BENGALURU: How about learning cricket and cinema along with BCom, contemporary dance movements with chemistry or entrepreneurial botany with English literature? With the first-year degree classes kicking off in many top colleges on lines with National Education Policy (NEP), students are picking up a variety of courses that are being offered as open electives.
As per the NEP, students can choose open electives from other streams apart from the departments they are enrolled in. Many autonomous colleges asked each department to come up with elective courses that can be pursued by students of any stream.
The four popular electives in Jyoti Nivas College are Nutrition for physical and mental health; photography and visual storytelling; German; and contemporary dance movements and practice.

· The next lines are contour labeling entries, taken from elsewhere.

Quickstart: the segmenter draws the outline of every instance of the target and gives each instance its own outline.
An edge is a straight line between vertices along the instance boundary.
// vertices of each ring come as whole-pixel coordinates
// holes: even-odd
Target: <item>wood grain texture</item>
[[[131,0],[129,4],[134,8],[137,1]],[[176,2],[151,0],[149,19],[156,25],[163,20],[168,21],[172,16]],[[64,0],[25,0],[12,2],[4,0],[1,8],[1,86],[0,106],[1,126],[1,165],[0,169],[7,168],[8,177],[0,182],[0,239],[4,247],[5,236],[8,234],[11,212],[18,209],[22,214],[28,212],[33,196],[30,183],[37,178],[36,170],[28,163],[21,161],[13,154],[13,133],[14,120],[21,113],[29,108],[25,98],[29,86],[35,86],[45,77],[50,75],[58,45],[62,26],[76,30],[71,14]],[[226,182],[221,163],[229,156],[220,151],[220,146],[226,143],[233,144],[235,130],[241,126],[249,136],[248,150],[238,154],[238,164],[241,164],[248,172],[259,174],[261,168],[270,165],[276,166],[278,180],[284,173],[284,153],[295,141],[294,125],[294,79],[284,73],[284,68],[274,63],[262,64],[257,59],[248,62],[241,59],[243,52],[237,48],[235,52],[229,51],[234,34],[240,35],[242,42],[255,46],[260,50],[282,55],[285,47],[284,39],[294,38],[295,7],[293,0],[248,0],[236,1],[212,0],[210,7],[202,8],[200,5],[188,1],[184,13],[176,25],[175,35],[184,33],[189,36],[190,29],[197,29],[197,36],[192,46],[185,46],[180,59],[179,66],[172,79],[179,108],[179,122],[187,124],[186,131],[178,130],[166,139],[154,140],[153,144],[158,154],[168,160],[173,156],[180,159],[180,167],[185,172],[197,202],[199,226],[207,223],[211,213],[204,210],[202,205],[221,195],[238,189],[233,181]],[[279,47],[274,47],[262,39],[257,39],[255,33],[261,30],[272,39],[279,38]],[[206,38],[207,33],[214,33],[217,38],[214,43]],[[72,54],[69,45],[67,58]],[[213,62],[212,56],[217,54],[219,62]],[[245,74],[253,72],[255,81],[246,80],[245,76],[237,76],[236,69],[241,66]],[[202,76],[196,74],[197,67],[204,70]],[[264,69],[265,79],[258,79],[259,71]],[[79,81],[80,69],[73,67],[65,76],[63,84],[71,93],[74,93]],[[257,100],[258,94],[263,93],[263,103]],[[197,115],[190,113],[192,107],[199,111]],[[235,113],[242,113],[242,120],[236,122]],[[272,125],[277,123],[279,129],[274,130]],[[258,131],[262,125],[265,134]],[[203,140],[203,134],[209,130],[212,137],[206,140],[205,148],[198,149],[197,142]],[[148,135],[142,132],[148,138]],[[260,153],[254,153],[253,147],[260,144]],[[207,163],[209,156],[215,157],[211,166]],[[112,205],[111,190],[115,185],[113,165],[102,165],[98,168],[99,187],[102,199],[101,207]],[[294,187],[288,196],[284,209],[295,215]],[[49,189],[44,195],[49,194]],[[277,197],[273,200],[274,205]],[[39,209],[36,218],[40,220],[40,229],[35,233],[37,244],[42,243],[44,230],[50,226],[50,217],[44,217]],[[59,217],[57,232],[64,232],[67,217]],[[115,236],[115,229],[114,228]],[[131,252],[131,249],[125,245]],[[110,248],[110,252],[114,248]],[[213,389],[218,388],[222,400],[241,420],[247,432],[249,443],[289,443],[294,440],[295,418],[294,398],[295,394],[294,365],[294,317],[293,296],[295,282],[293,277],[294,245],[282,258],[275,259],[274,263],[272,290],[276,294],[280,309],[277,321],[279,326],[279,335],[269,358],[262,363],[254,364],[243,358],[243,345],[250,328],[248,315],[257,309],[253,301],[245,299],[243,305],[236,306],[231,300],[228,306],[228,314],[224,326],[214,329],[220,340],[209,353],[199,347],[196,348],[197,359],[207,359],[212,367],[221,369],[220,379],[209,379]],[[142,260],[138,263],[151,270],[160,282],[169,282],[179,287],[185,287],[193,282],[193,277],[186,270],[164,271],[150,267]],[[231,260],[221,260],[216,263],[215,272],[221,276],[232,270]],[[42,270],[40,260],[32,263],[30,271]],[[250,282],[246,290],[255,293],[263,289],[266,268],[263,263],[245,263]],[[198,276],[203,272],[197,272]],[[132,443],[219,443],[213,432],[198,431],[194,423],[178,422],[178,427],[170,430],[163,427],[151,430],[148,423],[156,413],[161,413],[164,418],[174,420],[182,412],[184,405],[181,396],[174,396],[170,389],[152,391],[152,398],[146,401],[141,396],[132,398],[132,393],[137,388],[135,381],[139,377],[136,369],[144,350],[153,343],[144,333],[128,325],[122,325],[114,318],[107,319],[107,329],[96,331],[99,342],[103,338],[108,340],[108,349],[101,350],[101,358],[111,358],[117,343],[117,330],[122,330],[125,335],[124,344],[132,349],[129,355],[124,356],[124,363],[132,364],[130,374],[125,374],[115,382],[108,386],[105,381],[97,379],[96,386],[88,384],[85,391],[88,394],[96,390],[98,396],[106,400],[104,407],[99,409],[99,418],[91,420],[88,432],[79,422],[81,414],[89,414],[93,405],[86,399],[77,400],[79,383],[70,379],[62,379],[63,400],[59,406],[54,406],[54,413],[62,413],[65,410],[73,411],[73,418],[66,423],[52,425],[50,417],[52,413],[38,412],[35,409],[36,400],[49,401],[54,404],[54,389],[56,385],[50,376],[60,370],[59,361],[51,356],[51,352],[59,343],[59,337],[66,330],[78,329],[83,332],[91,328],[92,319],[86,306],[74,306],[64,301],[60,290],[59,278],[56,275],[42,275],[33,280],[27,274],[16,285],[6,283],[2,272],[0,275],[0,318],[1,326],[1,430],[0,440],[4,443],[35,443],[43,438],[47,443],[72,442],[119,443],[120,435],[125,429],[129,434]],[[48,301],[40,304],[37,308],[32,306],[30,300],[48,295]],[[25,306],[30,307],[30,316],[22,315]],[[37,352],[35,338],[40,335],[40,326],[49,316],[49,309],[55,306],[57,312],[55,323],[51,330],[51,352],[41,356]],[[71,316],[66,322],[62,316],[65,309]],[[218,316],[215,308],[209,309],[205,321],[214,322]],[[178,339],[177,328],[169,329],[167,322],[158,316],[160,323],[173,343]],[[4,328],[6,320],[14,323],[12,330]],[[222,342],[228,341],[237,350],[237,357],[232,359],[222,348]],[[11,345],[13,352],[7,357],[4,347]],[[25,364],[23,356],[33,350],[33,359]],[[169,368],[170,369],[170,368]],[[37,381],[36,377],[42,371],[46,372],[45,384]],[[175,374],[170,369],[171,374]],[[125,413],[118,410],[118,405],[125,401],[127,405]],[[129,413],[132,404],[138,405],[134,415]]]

At St Joseph's College of Commerce, the favourites are gender and leadership; event management; cricket and cinema; disaster management and social justice. Mount Carmel College is offering 37 courses as electives, with an intake of 60 students each. The seats will be filled in on a first come, first served basis. As the student portal opened, students could register for the courses. For those who missed out, the subjects will be available next semester. The courses are as diverse as cultural diversity at workplace to electronics for everyone, financial mathematics, entrepreneurial botany, democracy and media, and e-business and retailing.
“The courses offered by the economics department -- markets and government policy; politics and impact on business were filled in fast. Economics is popular across arts, science and commerce students. Social entrepreneurship, fashion and image management, web technology, chemistry in daily life, stock market operations, digital marketing were other popular courses that got good response,” said Raghu VN, spokesperson of the college.

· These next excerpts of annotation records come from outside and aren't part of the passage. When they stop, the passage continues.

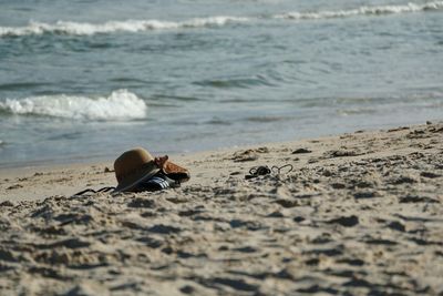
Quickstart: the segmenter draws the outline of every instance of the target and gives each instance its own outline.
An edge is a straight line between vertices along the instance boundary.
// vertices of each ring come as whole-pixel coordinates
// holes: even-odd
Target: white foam
[[[443,1],[433,1],[423,4],[408,3],[403,6],[378,6],[378,7],[360,7],[357,9],[349,10],[337,10],[337,11],[319,11],[319,12],[288,12],[277,14],[277,19],[292,19],[292,20],[306,20],[306,19],[332,19],[332,18],[347,18],[354,16],[377,16],[377,14],[389,14],[389,13],[409,13],[419,12],[425,10],[439,10],[443,9]]]
[[[25,27],[0,27],[0,37],[3,35],[39,35],[43,33],[92,35],[112,32],[141,32],[150,30],[171,30],[181,28],[200,28],[210,25],[225,25],[228,22],[244,22],[247,18],[237,17],[209,17],[192,19],[183,22],[159,20],[126,20],[107,21],[105,23],[87,23],[58,21],[53,24],[32,21]]]
[[[21,100],[7,99],[0,110],[12,114],[35,114],[85,120],[135,120],[146,116],[145,102],[126,90],[109,96],[40,95]]]

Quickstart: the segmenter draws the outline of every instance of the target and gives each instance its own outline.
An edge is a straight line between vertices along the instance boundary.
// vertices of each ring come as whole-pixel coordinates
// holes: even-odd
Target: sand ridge
[[[106,164],[3,178],[0,294],[442,294],[442,135],[429,123],[177,156],[192,181],[156,193],[71,196],[115,184]],[[54,194],[14,200],[29,184]]]

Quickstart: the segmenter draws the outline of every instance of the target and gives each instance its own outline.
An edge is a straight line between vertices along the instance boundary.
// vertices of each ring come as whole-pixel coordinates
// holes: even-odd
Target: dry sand
[[[173,160],[117,196],[71,197],[112,161],[1,172],[0,295],[443,295],[443,124]]]

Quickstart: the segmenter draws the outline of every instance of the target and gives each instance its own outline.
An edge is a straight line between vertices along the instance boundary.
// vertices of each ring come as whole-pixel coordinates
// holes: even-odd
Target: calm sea
[[[0,167],[443,119],[443,1],[0,1]]]

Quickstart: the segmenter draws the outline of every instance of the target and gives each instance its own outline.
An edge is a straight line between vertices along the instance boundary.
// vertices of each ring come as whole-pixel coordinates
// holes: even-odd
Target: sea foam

NMKRV College for Women principal Snehalatha Nadiger said many are trying to play it safe and not opting for radical changes .
A faculty at Maharani’s College for Science, now under Maharani Cluster University, said biotechnology and statistics are the favourite choices. At RC College of Commerce, around 70% of students have chosen accounting. The other popular choices are personal finance and planning, people management and rural development.
Surana College principal Bhavani MR said the college will have a consortium of neighbourhood colleges to help each other to offer maximum courses as possible. “Our college has a wide variety of subjects. In case a neighbourhood college wants to offer one of those courses, we are ready to welcome its students. Similarly, we can send our students to their colleges too..”
Several colleges said they are awaiting full syllabus from the universities in open electives so that they can allow students to make informed choices. “While the syllabus of the core disciplines are here, those of many core electives are yet to come,” said a principal.